简体   繁体   English

在python中的Groupby和列表理解头痛

[英]Groupby and list comprehension headache in python

I've got this from a Hadoop tutorial. 我从Hadoop教程中得到了这个。 It is a reducer that basically takes in (word, count) pairs from stdin and sums them. 它是一个reducer,它基本上从stdin接收(word,count)对并对它们求和。
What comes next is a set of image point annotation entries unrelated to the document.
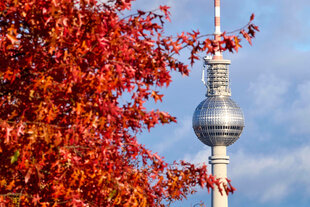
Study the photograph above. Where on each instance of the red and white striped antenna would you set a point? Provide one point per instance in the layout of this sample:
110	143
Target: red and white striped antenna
217	24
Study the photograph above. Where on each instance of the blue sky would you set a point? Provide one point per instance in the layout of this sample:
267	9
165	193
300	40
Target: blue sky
270	163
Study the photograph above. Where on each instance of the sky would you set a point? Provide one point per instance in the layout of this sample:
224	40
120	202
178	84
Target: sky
270	163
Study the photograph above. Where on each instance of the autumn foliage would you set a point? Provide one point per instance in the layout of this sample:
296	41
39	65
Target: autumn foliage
74	77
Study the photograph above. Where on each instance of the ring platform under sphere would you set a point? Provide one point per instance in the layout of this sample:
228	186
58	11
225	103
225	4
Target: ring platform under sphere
218	121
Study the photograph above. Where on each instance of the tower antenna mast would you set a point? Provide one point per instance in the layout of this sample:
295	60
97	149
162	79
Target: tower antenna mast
218	121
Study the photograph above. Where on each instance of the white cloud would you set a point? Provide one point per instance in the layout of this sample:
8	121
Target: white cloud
181	131
267	178
267	93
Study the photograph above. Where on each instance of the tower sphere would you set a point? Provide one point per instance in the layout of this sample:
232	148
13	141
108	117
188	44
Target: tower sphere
218	121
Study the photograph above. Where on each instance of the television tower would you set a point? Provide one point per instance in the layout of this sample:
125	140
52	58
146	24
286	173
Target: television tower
218	121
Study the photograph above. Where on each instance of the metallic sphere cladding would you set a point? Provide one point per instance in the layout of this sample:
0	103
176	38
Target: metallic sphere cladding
218	121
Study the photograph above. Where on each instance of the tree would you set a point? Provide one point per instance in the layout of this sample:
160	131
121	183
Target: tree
66	139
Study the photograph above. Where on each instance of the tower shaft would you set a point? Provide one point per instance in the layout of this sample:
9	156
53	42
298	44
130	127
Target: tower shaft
219	161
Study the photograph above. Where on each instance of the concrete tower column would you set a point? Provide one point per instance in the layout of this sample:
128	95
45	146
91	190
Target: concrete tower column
219	162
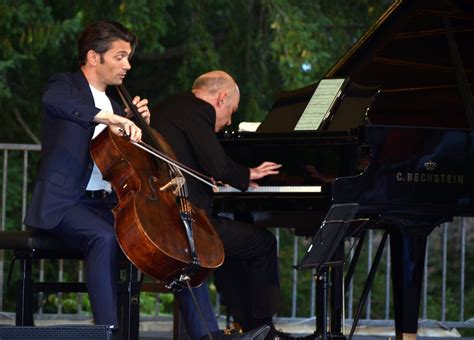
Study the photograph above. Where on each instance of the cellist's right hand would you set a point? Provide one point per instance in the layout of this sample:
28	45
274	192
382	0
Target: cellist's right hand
119	125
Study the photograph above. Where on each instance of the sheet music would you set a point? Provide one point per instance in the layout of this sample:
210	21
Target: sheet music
320	104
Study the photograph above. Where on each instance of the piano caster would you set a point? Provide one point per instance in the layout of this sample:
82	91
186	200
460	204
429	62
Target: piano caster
406	336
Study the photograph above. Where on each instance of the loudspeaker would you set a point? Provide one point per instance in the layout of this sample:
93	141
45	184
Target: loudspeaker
56	333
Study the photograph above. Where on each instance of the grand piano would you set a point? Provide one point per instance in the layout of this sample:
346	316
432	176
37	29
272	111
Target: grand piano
408	162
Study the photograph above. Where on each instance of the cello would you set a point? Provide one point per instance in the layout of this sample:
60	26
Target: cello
157	227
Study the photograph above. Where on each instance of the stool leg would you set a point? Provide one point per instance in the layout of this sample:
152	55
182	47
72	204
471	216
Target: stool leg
25	290
129	305
179	328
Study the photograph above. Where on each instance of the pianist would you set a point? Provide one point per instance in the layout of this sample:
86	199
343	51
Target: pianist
189	121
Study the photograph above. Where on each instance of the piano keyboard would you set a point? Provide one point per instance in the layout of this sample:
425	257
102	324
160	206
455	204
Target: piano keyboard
271	189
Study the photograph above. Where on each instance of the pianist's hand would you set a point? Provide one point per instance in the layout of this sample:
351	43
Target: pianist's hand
264	169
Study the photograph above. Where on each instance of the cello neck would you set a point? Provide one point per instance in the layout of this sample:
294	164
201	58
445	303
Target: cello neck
139	120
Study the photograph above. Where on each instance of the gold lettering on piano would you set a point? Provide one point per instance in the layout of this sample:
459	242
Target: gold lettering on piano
421	177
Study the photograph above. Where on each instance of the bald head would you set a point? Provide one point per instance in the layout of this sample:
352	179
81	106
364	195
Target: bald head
221	91
215	81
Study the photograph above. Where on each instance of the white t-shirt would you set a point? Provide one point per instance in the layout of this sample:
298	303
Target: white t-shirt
101	101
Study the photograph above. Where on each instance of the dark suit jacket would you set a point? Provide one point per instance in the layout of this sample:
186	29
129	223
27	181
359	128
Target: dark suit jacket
66	164
187	124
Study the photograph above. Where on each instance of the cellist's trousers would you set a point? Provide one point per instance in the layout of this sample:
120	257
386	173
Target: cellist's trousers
88	226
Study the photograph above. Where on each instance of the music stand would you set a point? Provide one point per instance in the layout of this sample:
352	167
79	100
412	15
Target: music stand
327	239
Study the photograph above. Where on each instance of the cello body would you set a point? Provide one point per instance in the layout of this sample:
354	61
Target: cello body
148	225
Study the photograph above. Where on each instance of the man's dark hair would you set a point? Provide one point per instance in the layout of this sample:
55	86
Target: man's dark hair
100	35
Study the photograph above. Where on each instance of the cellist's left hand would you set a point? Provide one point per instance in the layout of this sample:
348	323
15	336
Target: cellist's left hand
142	108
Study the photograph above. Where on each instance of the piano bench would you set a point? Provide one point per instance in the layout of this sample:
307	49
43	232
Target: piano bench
31	245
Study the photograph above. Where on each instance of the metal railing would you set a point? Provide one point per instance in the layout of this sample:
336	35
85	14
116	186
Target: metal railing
444	283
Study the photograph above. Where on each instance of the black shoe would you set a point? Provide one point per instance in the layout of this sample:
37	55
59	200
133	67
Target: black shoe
258	333
275	334
255	334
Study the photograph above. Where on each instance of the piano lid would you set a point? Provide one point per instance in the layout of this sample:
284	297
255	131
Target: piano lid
407	53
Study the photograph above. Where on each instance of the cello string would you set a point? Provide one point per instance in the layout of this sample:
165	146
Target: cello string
190	172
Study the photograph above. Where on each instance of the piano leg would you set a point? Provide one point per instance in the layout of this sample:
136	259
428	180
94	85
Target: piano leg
408	257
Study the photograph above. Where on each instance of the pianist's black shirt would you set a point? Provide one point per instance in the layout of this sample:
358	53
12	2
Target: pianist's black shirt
187	124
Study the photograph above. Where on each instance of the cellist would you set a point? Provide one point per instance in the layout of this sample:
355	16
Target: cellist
70	198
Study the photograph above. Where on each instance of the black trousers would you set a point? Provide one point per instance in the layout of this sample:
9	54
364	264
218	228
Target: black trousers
249	279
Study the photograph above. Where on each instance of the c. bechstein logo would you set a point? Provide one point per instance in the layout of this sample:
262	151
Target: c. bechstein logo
429	177
430	166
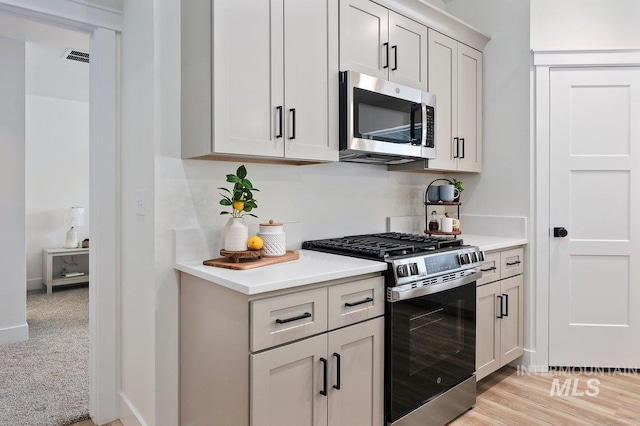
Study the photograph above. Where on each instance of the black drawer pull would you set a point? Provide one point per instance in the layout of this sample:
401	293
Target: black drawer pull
367	300
324	367
284	321
337	385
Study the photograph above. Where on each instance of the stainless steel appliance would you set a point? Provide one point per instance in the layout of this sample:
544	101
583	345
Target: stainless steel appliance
430	321
383	122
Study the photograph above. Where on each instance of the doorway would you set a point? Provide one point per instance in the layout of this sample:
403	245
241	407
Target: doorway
586	167
102	23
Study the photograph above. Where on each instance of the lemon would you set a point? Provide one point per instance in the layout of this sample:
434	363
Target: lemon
255	243
238	205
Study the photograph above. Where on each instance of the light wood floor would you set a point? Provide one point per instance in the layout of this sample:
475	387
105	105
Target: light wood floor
510	398
90	423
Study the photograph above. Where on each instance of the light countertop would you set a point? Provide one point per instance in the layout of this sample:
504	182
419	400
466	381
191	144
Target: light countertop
312	267
490	243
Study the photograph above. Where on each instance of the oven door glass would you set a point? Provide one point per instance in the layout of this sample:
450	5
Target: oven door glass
430	347
385	118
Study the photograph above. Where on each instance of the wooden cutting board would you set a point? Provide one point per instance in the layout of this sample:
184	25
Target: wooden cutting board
224	262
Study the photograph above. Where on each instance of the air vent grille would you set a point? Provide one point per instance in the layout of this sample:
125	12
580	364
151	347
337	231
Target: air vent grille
76	55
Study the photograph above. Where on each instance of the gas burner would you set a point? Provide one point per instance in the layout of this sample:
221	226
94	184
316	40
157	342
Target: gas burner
381	246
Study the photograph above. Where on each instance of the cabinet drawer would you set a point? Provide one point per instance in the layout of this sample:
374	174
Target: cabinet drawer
490	268
356	301
282	319
512	262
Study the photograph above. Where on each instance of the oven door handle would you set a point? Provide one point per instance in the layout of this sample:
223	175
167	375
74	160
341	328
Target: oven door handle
396	294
def read_mapper_output(file, separator='\t'):
    for line in file:
        yield line.rstrip().split(separator, 1)

def main(separator='\t'):
    data = read_mapper_output(sys.stdin, separator=separator)
    for current_word, group in groupby(data, itemgetter(0)):
        try:
            total_uppercount = sum(int(count) for current_word, count in group)
            print "%s%s%d" % (current_word, separator, total_count)
        except ValueError:
            pass

Now, I want to be able to take in tuples (word, count1, count2), but this groupby and sum(int(count for current_word, count in group) business is completely illegible to me. How do I modify this chunk so it basically continues doing what it does right now, but with a second counter value? Ie input is (word, count1, count2) and output is (word, count1, count2). 现在,我希望能够接受元组(word,count1,count2),但是这个groupbysum(int(count for current_word, count in group)业务对我来说完全难以辨认。如何修改这个块以便它基本上继续做它现在做的事情,但是有第二个计数器值?即输入是(word,count1,count2),输出是(word,count1,count2)。

EDIT 1: 编辑1:

from itertools import groupby, izip
from operator import itemgetter
import sys

def read_mapper_output(file, separator='\t'):
    for line in file:
        yield line.rstrip().split(separator, 2)

def main(separator='\t'):
    data = read_mapper_output(sys.stdin, separator=separator)
    for current_word, group in groupby(data, itemgetter(0)):
        try:
            counts_a, counts_b = izip((int(count_a), int(count_b)) for current_word, count_a, count_b in group)
            t1, t2 = sum(counts_a), sum(counts_b)
            print "%s%s%d%s%d" % (current_word, separator, t1, separator, t2)
        except ValueError:
            pass

This is a Hadoop job, so the output goes like this: 这是一个Hadoop作业,所以输出如下:

11/11/23 18:44:21 INFO streaming.StreamJob:  map 100%  reduce 0%
11/11/23 18:44:30 INFO streaming.StreamJob:  map 100%  reduce 17%
11/11/23 18:44:33 INFO streaming.StreamJob:  map 100%  reduce 2%
11/11/23 18:44:42 INFO streaming.StreamJob:  map 100%  reduce 12%
11/11/23 18:44:45 INFO streaming.StreamJob:  map 100%  reduce 0%
11/11/23 18:44:51 INFO streaming.StreamJob:  map 100%  reduce 3%
11/11/23 18:44:54 INFO streaming.StreamJob:  map 100%  reduce 7%
11/11/23 18:44:57 INFO streaming.StreamJob:  map 100%  reduce 0%
11/11/23 18:45:05 INFO streaming.StreamJob:  map 100%  reduce 2%
11/11/23 18:45:06 INFO streaming.StreamJob:  map 100%  reduce 8%
11/11/23 18:45:08 INFO streaming.StreamJob:  map 100%  reduce 7%
11/11/23 18:45:09 INFO streaming.StreamJob:  map 100%  reduce 3%
11/11/23 18:45:12 INFO streaming.StreamJob:  map 100%  reduce 100%
...
11/11/23 18:45:12 ERROR streaming.StreamJob: Job not Successful!

From the logs: 从日志:

java.lang.RuntimeException: PipeMapRed.waitOutputThreads(): subprocess failed with code 1
    at org.apache.hadoop.streaming.PipeMapRed.waitOutputThreads(PipeMapRed.java:311)
    at org.apache.hadoop.streaming.PipeMapRed.mapRedFinished(PipeMapRed.java:545)
    at org.apache.hadoop.streaming.PipeReducer.close(PipeReducer.java:137)
    at org.apache.hadoop.mapred.ReduceTask.runOldReducer(ReduceTask.java:473)
    at org.apache.hadoop.mapred.ReduceTask.run(ReduceTask.java:411)
    at org.apache.hadoop.mapred.Child.main(Child.java:170)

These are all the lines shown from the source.